А что мог подумать Никита, когда, часом позже, достал генерал Обернибесов военных еще времен баян и, мечтательно склонив голову к мехам, завел американский свой репертуар: "Хэлло, Долли!", да "Караван", да "Когда святые маршируют", - ладно еще играл бы только, а то ведь и петь начал шутейные переделки собственного изготовления: говеный сыч = шары залил, говеный сыч ша-ры-за-ли-ил!

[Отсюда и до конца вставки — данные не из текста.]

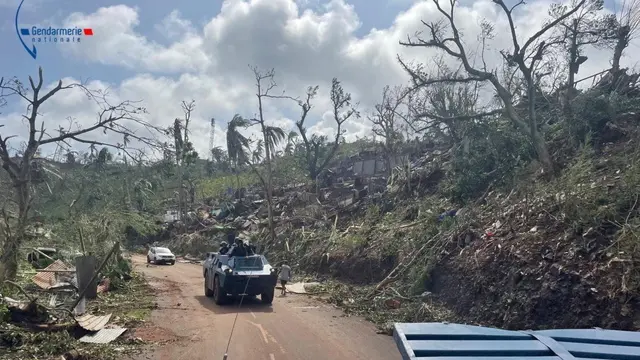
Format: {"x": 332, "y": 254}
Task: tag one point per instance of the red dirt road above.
{"x": 188, "y": 325}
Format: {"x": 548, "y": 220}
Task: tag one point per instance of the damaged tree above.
{"x": 439, "y": 107}
{"x": 111, "y": 119}
{"x": 318, "y": 153}
{"x": 271, "y": 136}
{"x": 386, "y": 121}
{"x": 185, "y": 154}
{"x": 445, "y": 36}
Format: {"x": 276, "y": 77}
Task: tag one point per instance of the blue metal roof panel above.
{"x": 435, "y": 341}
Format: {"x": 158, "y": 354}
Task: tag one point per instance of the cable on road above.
{"x": 246, "y": 286}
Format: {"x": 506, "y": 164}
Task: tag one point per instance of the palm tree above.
{"x": 291, "y": 143}
{"x": 257, "y": 152}
{"x": 237, "y": 143}
{"x": 274, "y": 136}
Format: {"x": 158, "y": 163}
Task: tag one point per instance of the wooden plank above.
{"x": 445, "y": 331}
{"x": 443, "y": 341}
{"x": 488, "y": 358}
{"x": 594, "y": 336}
{"x": 603, "y": 351}
{"x": 495, "y": 358}
{"x": 524, "y": 348}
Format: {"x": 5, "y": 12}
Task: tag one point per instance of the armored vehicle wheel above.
{"x": 219, "y": 296}
{"x": 267, "y": 296}
{"x": 207, "y": 292}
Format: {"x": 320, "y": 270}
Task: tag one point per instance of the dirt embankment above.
{"x": 189, "y": 325}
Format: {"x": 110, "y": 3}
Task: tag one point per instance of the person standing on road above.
{"x": 285, "y": 275}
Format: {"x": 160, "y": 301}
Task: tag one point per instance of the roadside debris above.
{"x": 52, "y": 303}
{"x": 103, "y": 336}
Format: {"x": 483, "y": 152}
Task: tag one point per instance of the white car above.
{"x": 160, "y": 255}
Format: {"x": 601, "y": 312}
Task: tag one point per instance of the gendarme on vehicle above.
{"x": 226, "y": 277}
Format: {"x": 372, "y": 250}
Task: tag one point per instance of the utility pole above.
{"x": 211, "y": 134}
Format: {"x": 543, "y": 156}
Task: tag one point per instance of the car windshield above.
{"x": 248, "y": 263}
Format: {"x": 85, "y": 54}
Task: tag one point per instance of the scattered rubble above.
{"x": 52, "y": 303}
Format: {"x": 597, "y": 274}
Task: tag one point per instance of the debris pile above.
{"x": 60, "y": 298}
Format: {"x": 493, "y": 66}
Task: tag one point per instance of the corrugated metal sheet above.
{"x": 46, "y": 280}
{"x": 459, "y": 342}
{"x": 103, "y": 336}
{"x": 93, "y": 322}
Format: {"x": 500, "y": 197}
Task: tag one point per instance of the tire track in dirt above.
{"x": 188, "y": 325}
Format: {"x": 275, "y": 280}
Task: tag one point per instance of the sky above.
{"x": 161, "y": 53}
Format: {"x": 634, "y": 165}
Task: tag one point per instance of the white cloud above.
{"x": 306, "y": 47}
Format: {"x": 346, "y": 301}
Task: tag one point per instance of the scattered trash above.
{"x": 50, "y": 277}
{"x": 92, "y": 322}
{"x": 299, "y": 288}
{"x": 103, "y": 336}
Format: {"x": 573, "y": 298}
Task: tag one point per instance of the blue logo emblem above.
{"x": 33, "y": 52}
{"x": 48, "y": 34}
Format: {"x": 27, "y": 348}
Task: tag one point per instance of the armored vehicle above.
{"x": 234, "y": 276}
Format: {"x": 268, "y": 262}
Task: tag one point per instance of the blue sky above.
{"x": 16, "y": 61}
{"x": 310, "y": 46}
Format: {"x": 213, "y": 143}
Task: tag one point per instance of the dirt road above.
{"x": 190, "y": 326}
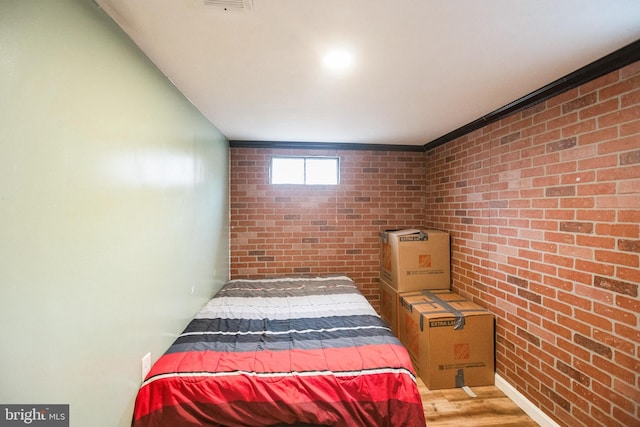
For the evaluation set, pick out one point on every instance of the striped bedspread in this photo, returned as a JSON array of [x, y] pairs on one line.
[[283, 351]]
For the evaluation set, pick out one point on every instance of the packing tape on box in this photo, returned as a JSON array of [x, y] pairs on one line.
[[458, 315]]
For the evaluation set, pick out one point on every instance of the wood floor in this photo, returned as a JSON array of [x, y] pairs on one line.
[[455, 408]]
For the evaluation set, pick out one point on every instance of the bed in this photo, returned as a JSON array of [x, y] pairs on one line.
[[286, 351]]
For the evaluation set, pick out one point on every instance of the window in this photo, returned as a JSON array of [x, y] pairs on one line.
[[304, 170]]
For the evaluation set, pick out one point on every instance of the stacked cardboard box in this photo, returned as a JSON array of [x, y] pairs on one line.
[[449, 339], [411, 260], [455, 347]]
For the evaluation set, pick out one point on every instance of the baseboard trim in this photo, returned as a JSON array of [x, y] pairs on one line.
[[525, 404]]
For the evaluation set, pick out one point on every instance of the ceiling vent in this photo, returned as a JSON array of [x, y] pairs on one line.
[[230, 5]]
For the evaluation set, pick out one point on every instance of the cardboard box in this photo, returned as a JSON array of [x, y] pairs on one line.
[[389, 303], [413, 259], [450, 339]]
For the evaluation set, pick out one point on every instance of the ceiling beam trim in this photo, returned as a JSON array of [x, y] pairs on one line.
[[614, 61]]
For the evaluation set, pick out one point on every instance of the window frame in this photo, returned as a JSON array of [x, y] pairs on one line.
[[305, 158]]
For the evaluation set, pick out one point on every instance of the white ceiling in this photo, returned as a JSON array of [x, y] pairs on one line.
[[421, 68]]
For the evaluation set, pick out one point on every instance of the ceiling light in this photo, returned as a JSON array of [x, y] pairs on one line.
[[338, 60]]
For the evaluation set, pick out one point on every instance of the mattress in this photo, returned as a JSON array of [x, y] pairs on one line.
[[288, 351]]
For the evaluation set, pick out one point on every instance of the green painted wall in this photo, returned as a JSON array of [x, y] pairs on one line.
[[114, 226]]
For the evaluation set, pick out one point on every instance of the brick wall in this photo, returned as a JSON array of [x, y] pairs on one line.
[[544, 212], [315, 230]]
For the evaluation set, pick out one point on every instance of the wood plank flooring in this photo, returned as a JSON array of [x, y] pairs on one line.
[[455, 408]]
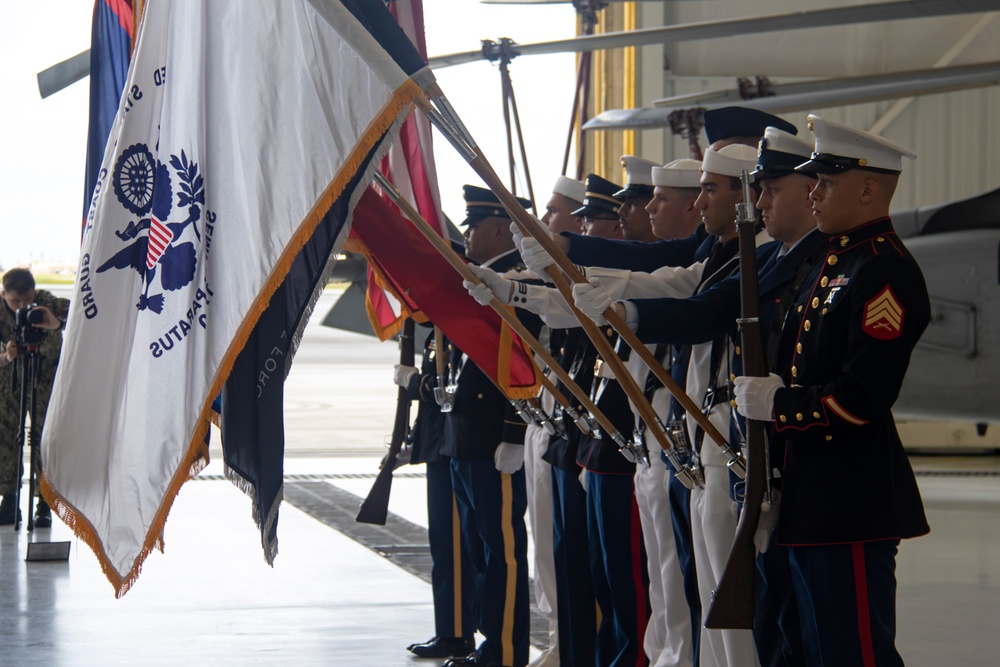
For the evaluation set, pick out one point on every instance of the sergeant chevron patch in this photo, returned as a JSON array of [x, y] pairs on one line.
[[883, 318]]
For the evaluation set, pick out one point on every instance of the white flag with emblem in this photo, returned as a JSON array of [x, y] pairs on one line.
[[242, 123]]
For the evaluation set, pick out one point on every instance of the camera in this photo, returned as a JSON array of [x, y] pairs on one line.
[[25, 319]]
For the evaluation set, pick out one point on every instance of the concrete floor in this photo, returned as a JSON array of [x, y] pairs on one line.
[[210, 599]]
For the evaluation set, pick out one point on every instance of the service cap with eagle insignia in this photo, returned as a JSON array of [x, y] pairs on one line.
[[682, 173], [481, 203], [638, 178], [841, 148], [600, 198]]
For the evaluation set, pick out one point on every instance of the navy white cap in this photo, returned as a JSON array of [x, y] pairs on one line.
[[481, 203], [599, 197], [841, 148], [730, 160], [638, 178], [729, 122], [570, 188], [683, 173], [779, 153]]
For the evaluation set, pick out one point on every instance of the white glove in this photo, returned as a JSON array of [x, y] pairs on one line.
[[768, 522], [535, 257], [403, 375], [492, 285], [518, 236], [508, 457], [592, 299], [755, 396], [402, 458]]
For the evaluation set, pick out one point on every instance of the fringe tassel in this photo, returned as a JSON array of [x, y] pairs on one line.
[[505, 347], [197, 453]]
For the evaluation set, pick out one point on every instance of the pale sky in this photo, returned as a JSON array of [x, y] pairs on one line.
[[45, 141]]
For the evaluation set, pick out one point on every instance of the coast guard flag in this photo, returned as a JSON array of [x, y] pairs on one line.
[[246, 128]]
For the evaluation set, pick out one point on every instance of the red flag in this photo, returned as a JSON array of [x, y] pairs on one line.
[[412, 269], [409, 165]]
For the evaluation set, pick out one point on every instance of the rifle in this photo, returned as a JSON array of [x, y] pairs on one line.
[[375, 507], [732, 603]]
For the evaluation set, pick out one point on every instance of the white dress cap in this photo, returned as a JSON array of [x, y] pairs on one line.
[[730, 160], [570, 188], [839, 148], [683, 173], [637, 170]]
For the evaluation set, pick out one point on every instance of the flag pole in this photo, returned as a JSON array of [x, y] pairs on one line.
[[448, 122], [508, 316]]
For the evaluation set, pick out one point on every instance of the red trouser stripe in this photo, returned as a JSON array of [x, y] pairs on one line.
[[638, 569], [861, 596]]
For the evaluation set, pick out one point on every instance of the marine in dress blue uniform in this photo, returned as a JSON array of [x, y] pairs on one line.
[[847, 342]]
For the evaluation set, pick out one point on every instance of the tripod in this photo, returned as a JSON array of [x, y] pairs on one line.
[[26, 369]]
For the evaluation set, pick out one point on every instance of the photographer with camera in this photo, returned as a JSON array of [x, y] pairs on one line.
[[31, 322]]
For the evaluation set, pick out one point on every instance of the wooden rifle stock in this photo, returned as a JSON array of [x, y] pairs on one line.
[[732, 603], [375, 507]]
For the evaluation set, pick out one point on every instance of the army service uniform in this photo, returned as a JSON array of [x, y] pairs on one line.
[[11, 393], [848, 492]]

Мэри потрясающе ясно вспомнила побелевшее, с прикушенной губою лицо Никиты: минут за пять до двенадцати прислуживающий на даче сержант внес огромный отцовский филипс, пробивающий любую глушилку, и доложил: так что аппарат настроенный. Слушайте, пожалуйста, на здоровьичко, и отец повернул верньер, умрите! цыкнул на пьяненьких гостей. "Голос Америки"! "Программа для полуночников"! Я, знаешь, пацан, ни одной "Программы для полуночников" не пропускаю вот уже лет пятнадцать, очень я этот самый "Голос Америки" люблю: врут они меньше наших раза в три меньше! Или! (прикинул) - в два с половиной. А на моем посту правду знать положено. У нас, конечно, белый ТАСС-тарантас есть, но он, знаешь, тоже того! Тихо! начинают! сам себя оборвал, - вспомнила побелевшее, с прикушенной губою и от этого, казалось, еще более красивое, но и более недоступное лицо Никиты и страшный, безумный взгляд, брошенный Никитою на старого папкиного товарища, дядю Колю, которого Никита за глаза называл Трупцом Младенца Малого и под началом которого (кстати, по мэриной же тайной протекции взятый; у Мэри хватило ума не посвящать Никиту в свое благодеяние - он не простил бы ей ни за что) - служил в особо таинственном каком-то отделе Комитета Госбезопасности, расположенном в специальном здании на набережной Яузы. Да и у самого дяди Коли лицо сильно посерело в тот момент, посерело и озверело, но это для Мэри неожиданностью не было: дядя Коля лютой, личной ненавистью Голоса ненавидел и не раз ругался с отцом, что тот их слушает.